I have a tibble (my_tibble) that has two columns day, and rained. Day is the day number and rained is an integer value equal to 1 if it rained on that day and equal to zero if it did not rain. I want to calculate a third column, days_since, that represents the number of days (excluding the current day) since it has rained. After a lot of trial and error, I came up with a script that yields the desired output (see reprex below), however, it's not very elegant, and I was curious if this could be achieved using the purrr package.
My brute force approach calculated a helper column, temp, that represented the days (number) that it rained. Then I subtracted that number from the day number to get days_since, except in the case when it rained on the current day, in that case I subtracted lead(temp) from the day to get days_since.
library(tidyverse)
library(dplyr)
library(reprex)
my_tibble <- tibble(day = 1:10, rained = c(1, 0, 1, 0, 0, 1, 0, 0, 0, 1))

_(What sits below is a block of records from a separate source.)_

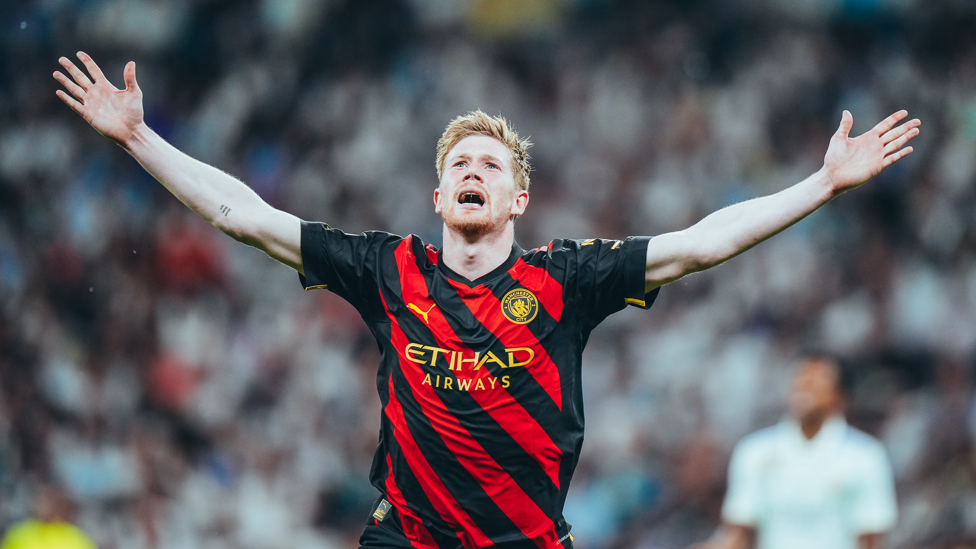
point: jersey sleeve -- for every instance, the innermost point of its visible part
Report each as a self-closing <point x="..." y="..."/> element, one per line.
<point x="611" y="276"/>
<point x="345" y="264"/>
<point x="874" y="508"/>
<point x="742" y="499"/>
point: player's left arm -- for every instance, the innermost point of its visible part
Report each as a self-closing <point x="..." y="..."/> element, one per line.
<point x="848" y="164"/>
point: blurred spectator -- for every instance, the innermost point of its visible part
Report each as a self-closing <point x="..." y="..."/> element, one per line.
<point x="50" y="527"/>
<point x="645" y="115"/>
<point x="811" y="481"/>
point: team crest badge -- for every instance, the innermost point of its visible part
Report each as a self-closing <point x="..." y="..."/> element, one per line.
<point x="520" y="306"/>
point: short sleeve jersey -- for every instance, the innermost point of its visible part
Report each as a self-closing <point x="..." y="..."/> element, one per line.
<point x="800" y="493"/>
<point x="479" y="380"/>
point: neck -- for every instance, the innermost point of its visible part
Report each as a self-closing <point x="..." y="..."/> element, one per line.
<point x="475" y="256"/>
<point x="812" y="424"/>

my_tibble <- my_tibble %>%
arrange(desc(day)) %>%
mutate(seed = 1L) %>%
mutate(rows_that_are_1 = day * rained) %>%
mutate(temp = if_else(row_number() == 1, NA_real_, rows_that_are_1)) %>%
fill(temp, .direction = c('up')) %>%
mutate(temp = if_else(temp ==0, NA_real_, temp)) %>%
fill(temp, .direction = c('up')) %>%
select(day, rained, temp) %>%
mutate(days_since = if_else(day-temp >0, day-temp, day-lead(temp))) %>%
replace_na(list(days_since =0)) %>%
select(day, rained, days_since)
print(my_tibble)
#> # A tibble: 10 × 3
#> day rained days_since
#> <int> <dbl> <dbl>
#> 1 10 1 4
#> 2 9 0 3
#> 3 8 0 2
#> 4 7 0 1
#> 5 6 1 3
#> 6 5 0 2
#> 7 4 0 1
#> 8 3 1 2
#> 9 2 0 1
#> 10 1 1 0
Created on 2024-01-28 with reprex v2.0.2
The sbtscs()
function in the stevemisc
package will do this for you, except you'll have to modify the first day's value. The function is meant to be used with multiple cross-sectional units over time, so you would have to make a cross-sectional identifier if you don't have one arlready. That's what obs
is below.
library(dplyr)
library(stevemisc)
my_tibble <- tibble(day = 1:10, rained = c(1, 0, 1, 0, 0, 1, 0, 0, 0, 1))
my_tibble %>%
mutate(obs = 1) %>%
sbtscs(., event=rained, tvar=day, csunit = obs) %>%
mutate(spell = ifelse(day == 1, 0, spell + 1)) %>%
select(-obs) %>%
rename(days_since = spell)
#> # A tibble: 10 × 3
#> day rained days_since
#> <int> <dbl> <dbl>
#> 1 1 1 0
#> 2 2 0 1
#> 3 3 1 2
#> 4 4 0 1
#> 5 5 0 2
#> 6 6 1 3
#> 7 7 0 1
#> 8 8 0 2
#> 9 9 0 3
#> 10 10 1 4
Created on 2024-01-28 with reprex v2.0.2